From ETL to ELT and Back Again: Transformations in AI Token Space

Everyone and their grandmother nowadays knows about ETL (extract-transform-load). Whoever ran that category creation push did a great job, because it’s become the household name for “any process that puts data into the data warehouse”. There’s even a concept of Reverse ETL, which has nothing to do with “load-transform-extract” but instead just means “taking data out of the warehouse and putting it back into your software systems”.

The problem is, ETL is mostly dead nowadays. People don’t talk about it that way, but it’s true. In reality, most people practice ELT (extract-load-transform) as a best practice. Gone are the days where transformations in-route from source systems to the data warehouse were essential for high-performance analytics. Compute and storage are cheaper than ever, and modern data warehouses can more or less take all the transformations you want to throw at them without breaking the bank.

I think etymology and semantics matter.

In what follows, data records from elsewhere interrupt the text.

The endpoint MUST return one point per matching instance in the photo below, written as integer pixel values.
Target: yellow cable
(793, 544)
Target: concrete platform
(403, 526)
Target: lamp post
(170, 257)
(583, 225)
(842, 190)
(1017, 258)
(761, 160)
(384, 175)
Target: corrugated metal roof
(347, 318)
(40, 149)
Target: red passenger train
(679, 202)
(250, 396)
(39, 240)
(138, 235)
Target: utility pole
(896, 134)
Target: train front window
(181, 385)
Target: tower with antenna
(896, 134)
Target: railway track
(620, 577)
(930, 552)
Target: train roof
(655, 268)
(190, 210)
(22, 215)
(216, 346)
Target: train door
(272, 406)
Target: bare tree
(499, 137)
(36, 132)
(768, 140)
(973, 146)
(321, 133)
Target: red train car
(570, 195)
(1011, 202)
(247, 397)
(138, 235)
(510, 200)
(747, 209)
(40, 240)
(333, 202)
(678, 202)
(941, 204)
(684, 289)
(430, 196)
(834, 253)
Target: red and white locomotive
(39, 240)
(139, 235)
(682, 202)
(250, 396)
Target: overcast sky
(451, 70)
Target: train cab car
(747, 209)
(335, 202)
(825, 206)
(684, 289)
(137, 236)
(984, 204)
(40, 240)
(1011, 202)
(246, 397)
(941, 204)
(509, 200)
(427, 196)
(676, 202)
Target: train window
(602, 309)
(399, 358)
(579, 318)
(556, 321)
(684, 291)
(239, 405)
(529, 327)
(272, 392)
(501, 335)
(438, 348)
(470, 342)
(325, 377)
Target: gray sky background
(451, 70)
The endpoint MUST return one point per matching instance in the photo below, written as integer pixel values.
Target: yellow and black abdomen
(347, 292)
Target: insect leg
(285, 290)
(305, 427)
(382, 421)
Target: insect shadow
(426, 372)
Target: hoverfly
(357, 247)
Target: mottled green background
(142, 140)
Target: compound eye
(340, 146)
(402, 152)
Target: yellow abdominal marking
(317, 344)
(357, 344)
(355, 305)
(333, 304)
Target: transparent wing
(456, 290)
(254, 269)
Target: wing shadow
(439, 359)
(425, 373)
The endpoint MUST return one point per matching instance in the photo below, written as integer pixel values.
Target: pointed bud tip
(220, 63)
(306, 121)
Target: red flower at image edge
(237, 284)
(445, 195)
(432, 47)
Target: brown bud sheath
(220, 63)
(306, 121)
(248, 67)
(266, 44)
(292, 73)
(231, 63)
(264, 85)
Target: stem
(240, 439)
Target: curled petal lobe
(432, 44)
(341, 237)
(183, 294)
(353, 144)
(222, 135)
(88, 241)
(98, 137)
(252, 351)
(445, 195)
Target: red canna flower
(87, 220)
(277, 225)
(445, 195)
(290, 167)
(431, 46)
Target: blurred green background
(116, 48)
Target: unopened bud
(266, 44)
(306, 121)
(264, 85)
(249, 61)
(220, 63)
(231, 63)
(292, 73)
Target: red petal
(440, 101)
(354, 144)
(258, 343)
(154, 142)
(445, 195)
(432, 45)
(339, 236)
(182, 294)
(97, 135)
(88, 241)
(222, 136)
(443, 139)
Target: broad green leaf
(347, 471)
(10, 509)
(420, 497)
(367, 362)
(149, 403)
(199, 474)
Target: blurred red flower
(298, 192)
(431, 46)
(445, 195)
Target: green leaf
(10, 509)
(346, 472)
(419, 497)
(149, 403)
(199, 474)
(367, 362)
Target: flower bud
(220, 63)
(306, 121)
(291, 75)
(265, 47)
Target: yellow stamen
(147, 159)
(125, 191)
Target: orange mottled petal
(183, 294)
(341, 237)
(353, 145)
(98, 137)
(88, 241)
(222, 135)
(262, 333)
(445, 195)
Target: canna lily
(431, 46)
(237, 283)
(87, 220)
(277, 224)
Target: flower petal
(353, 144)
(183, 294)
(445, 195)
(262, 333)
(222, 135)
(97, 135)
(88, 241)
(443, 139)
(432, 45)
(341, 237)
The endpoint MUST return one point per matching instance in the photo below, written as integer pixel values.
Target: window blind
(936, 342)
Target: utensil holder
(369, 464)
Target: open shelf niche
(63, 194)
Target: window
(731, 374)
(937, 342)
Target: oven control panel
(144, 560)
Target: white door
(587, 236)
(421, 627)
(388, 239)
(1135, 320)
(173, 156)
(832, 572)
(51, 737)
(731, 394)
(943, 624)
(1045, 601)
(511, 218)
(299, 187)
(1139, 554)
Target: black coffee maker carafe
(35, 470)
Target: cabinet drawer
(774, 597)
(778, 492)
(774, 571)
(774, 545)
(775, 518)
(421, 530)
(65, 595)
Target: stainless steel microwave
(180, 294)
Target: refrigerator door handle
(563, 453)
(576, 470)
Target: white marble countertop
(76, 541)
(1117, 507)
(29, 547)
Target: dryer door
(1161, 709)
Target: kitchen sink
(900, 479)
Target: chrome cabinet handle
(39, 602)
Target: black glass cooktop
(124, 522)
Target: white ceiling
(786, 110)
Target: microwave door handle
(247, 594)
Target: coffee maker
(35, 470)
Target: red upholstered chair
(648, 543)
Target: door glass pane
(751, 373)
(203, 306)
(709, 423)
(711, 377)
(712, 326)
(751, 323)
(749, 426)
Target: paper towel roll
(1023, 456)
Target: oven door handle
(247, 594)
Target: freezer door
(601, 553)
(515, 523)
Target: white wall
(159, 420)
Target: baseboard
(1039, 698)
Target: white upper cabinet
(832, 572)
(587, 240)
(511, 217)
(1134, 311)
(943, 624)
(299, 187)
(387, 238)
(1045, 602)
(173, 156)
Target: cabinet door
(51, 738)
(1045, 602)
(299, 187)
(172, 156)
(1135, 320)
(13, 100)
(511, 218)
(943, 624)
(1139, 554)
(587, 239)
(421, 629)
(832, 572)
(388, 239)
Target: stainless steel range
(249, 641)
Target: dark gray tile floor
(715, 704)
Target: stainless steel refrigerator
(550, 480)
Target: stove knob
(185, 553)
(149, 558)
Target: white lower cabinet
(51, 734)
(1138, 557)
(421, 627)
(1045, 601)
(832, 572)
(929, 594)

They teach important things about history and industry. It might seem like ETL and ELT are close enough that the distinction doesn’t matter, but the switch between the two can teach us a lot about designing effective systems within the constraints of our time.

Another semantic oddity: “Fivetran” is short for “five transformations”, the original idea being that you would only ever need five transformations to do anything you want with your data: filter, join, aggregate, project, and sort. In 2012, the “Five Transformations” company was pulling data from source systems and shoving it into warehouses that were expensive and limited, like Teradata. They entered a market where true “ETL” was standard, you transform your data before loading it into a data warehouse. Those pre-loading transformations were so important that the founders named their whole company after them.

Nowadays, most people view Fivetran as a standard for moving data from point A to point B, with minimal transformation. It’s mostly a data integration product, not a data transformation product. Their name is a vestigial structure from a time long gone, when running transformations entirely in data warehouses was prohibitively expensive. Back then, it made no sense to dump raw data as-is into Teradata and run the rest of your pipelines in the warehouse. It would have been silly.

I think there’s a lot to learn from this story. We can apply these lessons the newest and grooviest technology hitting modern data stacks: AI applications with MCP connectors.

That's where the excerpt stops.